Lo studio dell’Università di Udine pone una lunga serie di questioni ed apre squarci di luce nel groviglio di teorie e posizioni contrastanti che hanno caratterizzato il dibattito sull’annoso tema della sicurezza idraulica negli ultimi 50 anni. E questo, paradossalmente, lo si deve ad un nugolo di imprese che detengono interessi economici nelle aree finali del bacino fluviale e che nell’aggiornamento del PGRA divengono soggette alla redistribuzione delle portate di deflusso provocate dalle opere di adeguamento idraulico previste.

C’è qualcosa di giallo…

È lecito quindi aspettarsi che la Regione Friuli – Venezia Giulia faccia le opportune valutazioni sulle risultanze di questo studio, ed inizi ad interloquire seriamente con le proprie Università e il mondo scientifico che da anni studiano i fenomeni legati alla sicurezza idraulica senza rinchiudersi a riccio sulle proprie posizioni creando divergenze che promettono, in futuro, di essere ancora più fragorose. 

Alla luce dei dati riportati, e in condizioni di corretta gestione del fiume, ad oggi non c’è alcuna prefigurazione di alluvione disastrosa.
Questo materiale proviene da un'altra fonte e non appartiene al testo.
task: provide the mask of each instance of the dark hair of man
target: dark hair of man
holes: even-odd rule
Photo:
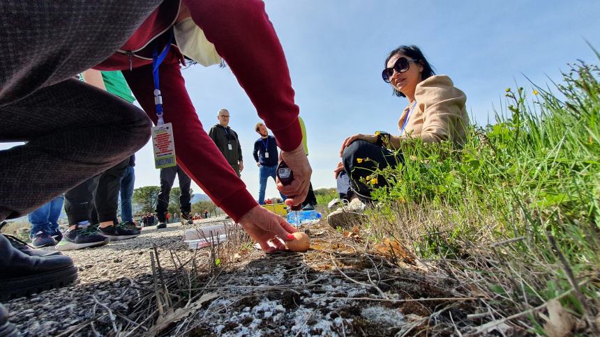
[[[389,59],[397,54],[402,54],[406,56],[409,59],[419,61],[419,63],[423,66],[423,72],[421,73],[421,81],[435,75],[435,72],[433,70],[433,65],[431,65],[429,63],[429,61],[428,61],[427,58],[425,58],[425,55],[423,54],[421,49],[414,45],[411,45],[410,46],[401,45],[390,52],[389,54],[388,54],[387,57],[385,58],[384,68],[387,68],[387,63]],[[396,95],[398,97],[406,97],[403,93],[396,90],[396,88],[393,90],[393,95]]]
Andare avanti nell’attuazione delle opere previste nell’aggiornamento può solo significare voler realizzare una serie di opere fini a sé stesse, utili forse a professionisti ed imprese e a rinfocolare conflitti fra comunità e infiniti dibattiti politici.

Il ribaltamento della gestione delle piene a valle di Latisana contenuto nell’aggiornamento del PGRA porta a riconsiderare alcuni passaggi incongrui già emersi nei lavori del Laboratorio Tagliamento del 2011. C’è bisogno di chiarezza sulle scelte fatte in sede tecnica dall’Autorità di Bacino, così come sui rapporti politici e di potere fra chi governa la nostra Regione e chi governa il Veneto.

Nel frattempo, aspettando tempi migliori, bisogna prendere atto che mentre il canale scolmatore Cavrato a suo tempo è stato costruito per far defluire le acque di piena che per motivi di sicurezza non potevano transitare sul Tagliamento, ora è il Tagliamento che deve smaltire le acque di piena che non debbono più transitare sul canale Cavrato.

Uno straordinario cambio di paradigma.